Bicester’s Bell Foundry

Businesses May 14, 2022

In the latter years of the seventeenth century and during the first half of the eighteenth century a family of craftsmen named Hemins lived in Bicester.

Edward Hemins was the town clockmaker and gunsmith who supplied a clock to Islip Church in 1707. His son, also called Edward, was baptised in St Edburg’s Church on 11th September 1698 and eventually went on to succeed his father in the family business. Their tower and grandfather clocks are fine pieces of craftsmanship and many still survive today.

Edward Hemins, junior, added bell founding to the business in the late 1720s. In following the occupations of gunsmith and clockmaker he was already skilled in the art of casting brass and gun-metal, and bell-metal is very similar to the latter. Their foundry was in Bell Lane, giving the road its name today.

Hemins bells were always finely moulded and well-cast; usually inscribed in neat lettering, and for founders’ marks Edward used at least three types of fleur-de-lys, two of which were quite elaborate in design. The tone of his bells always compared favourably with those of his contemporaries. One of his last castings, for Ambrosden Church, was taken as the standard for the other bells in the tower to be tuned to when they were renovated in 1928, showing that, even after nearly 200 years of use, it was still just as good as the day it was hung.

The earliest Hemins bells that we know of date back to 1728. In that year they supplied one to Preston Bissett and a ring of five to Wootton Underwood. The following year they supplied bells to Oriel College and All Saints Church, in Oxford, and cast bells for Ardley, Broughton Castle, Hook Norton and Piddington.

In 1730 Edward supplied a bell to Edgcot, in Buckinghamshire. But the inscription on it is the earliest one we know of where he uses the spelling “Bister”, any inscriptions before that had always used the spelling “Bissiter”.

In 1731 he cast a bell for St Clements Church, Oxford. Then, in 1732, he cast a ring of five bells for Wootton, near Woodstock, as well as one for Waterperry and one for Stowe House, near Buckingham.

The Town House and Shambles in Market Square. The bell hung above the clock.
The Town House and Shambles in Market Square. The bell hung above the clock.

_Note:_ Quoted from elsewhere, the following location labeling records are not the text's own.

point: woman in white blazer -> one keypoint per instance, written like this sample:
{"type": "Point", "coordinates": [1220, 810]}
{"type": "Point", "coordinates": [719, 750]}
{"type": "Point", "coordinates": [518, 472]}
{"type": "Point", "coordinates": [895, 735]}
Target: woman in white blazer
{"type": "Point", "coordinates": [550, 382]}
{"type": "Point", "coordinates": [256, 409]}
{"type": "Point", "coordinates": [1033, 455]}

In that same year he also cast the most significant of his bells, at least from a local history perspective, for this bell now hangs in the grounds of the Garth. It was originally cast for the Town House that stood in the middle of Market Square, adjoining the Shambles. It was used as a call bell and clock bell there until the building was destroyed in a riot in 1826. Ten years later Bicester Workhouse was built, and the bell was hung there, where it stayed until it was taken down in 1950 and moved to the Garth. It is 13 ½ inches in diameter and, as well as the founders mark, it bears the inscription “R. Walls, R. Maynard, Overseers. E. Hemins. Fecit 1732”.

Over the following twelve years he cast bells for Water Stratford, Aston Rowant, Cowley, Bletchingdon, Piddington, Kings Sutton, Grendon Underwood, Warksworth and Culworth.

On 28th May 1743 the furnaces of the Hemins bell foundry were used for the last time when Edward cast a fifth bell for Ambrosden Church and a small clock bell for Caversfield House. He died the following year and, according to the parish registers, was buried in St Edburg’s Churchyard on 8th April.

His will provided for his wife and instructed his brothers, Joseph and Benjamin, Mr John Walker, maltster, and Mr Richard Walls, draper (named on the Town House bell), to sell his “foundering shop” and other goods and divide the proceeds among his mother and four children, Martha, Edward, John, and Richard. He left his gunsmith’s tools and stock-in-trade to his brother Benjamin.

No bells made of by Joseph or Benjamin are known of, but it is known that Joseph later moved to Banbury and worked as a clockmaker there.

The front elevation of the Workhouse. Note the separate entrances for men on one side and women on the other, and the bell tower above the centre of the building.
The front elevation of the Workhouse. Note the separate entrances for men on one side and women on the other, and the bell tower above the centre of the building.